Обижено княжна вдруг резко руки на груди скрестила.
– Ну и пошёл вон, раз трёп мой не устроил.
С ухмылкой Камус взор кинул на жену.
– Яда с Дашки наскребла?
– Это мой яд. Хлебай ложкой!
– Откушу язык, голуба. – с тем же оскалом бросил Камус.
Греза недовольно фыркнула и отвернулась. Камус тихо рассмеялся.
Камус вышел из хором, и ему меж ног во двор выбежал Адам. Недалеко гуляли дети вместе с няньками. К ним мальчик стремглав припустил босой.
– Ну, ты что? Сдержать не мог? – выдохнула Греза.

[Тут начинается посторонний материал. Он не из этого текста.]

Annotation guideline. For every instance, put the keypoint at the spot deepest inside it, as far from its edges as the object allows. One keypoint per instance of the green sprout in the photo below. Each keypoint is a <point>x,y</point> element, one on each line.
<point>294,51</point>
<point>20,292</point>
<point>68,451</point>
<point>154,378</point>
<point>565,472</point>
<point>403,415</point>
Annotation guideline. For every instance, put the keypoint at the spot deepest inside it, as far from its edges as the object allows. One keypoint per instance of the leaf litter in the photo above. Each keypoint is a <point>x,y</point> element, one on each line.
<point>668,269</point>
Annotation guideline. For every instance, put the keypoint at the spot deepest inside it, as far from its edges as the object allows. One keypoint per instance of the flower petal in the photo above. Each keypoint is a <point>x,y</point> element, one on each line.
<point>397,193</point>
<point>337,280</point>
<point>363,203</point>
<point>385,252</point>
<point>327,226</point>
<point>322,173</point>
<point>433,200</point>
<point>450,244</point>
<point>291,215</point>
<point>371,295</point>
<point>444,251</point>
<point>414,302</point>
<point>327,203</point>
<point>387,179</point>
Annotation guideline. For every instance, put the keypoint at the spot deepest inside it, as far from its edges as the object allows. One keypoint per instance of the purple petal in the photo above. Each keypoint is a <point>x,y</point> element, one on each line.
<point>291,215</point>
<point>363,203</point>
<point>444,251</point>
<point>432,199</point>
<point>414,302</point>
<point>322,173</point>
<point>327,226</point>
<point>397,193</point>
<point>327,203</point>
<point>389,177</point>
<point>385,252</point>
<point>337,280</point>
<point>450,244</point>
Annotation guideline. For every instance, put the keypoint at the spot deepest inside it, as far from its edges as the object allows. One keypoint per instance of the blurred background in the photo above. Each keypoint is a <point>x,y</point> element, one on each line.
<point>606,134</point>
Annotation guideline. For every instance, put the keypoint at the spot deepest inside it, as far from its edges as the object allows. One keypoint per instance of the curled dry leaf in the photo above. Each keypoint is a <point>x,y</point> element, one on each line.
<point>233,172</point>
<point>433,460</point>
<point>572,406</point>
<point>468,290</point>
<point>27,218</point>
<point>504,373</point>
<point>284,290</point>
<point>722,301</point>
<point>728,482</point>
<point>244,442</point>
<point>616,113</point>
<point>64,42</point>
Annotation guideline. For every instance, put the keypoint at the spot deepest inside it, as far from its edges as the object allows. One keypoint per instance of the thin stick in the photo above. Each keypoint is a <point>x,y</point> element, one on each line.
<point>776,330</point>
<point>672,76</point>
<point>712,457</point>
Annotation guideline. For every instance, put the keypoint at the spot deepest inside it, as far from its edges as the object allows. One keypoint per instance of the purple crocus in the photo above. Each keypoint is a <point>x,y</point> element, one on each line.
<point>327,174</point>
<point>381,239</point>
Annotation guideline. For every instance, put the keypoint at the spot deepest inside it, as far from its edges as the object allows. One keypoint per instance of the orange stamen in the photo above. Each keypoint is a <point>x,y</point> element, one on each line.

Досадливо она в руках держала маленькие поршни 32 . – Простынет ведь.
– Он не вечно в перине с тобою в тепле будет. – Камус произнёс. – Пущай с зверьем поносится. После повяжешь тряпки.
– Звери – твои люди. А это детки.
Княжна из-за плеча супруга на них поглядела. Глава судов собрался уйти уже, как вдруг:
32
Поршни – кожаные ботиночки на завязках.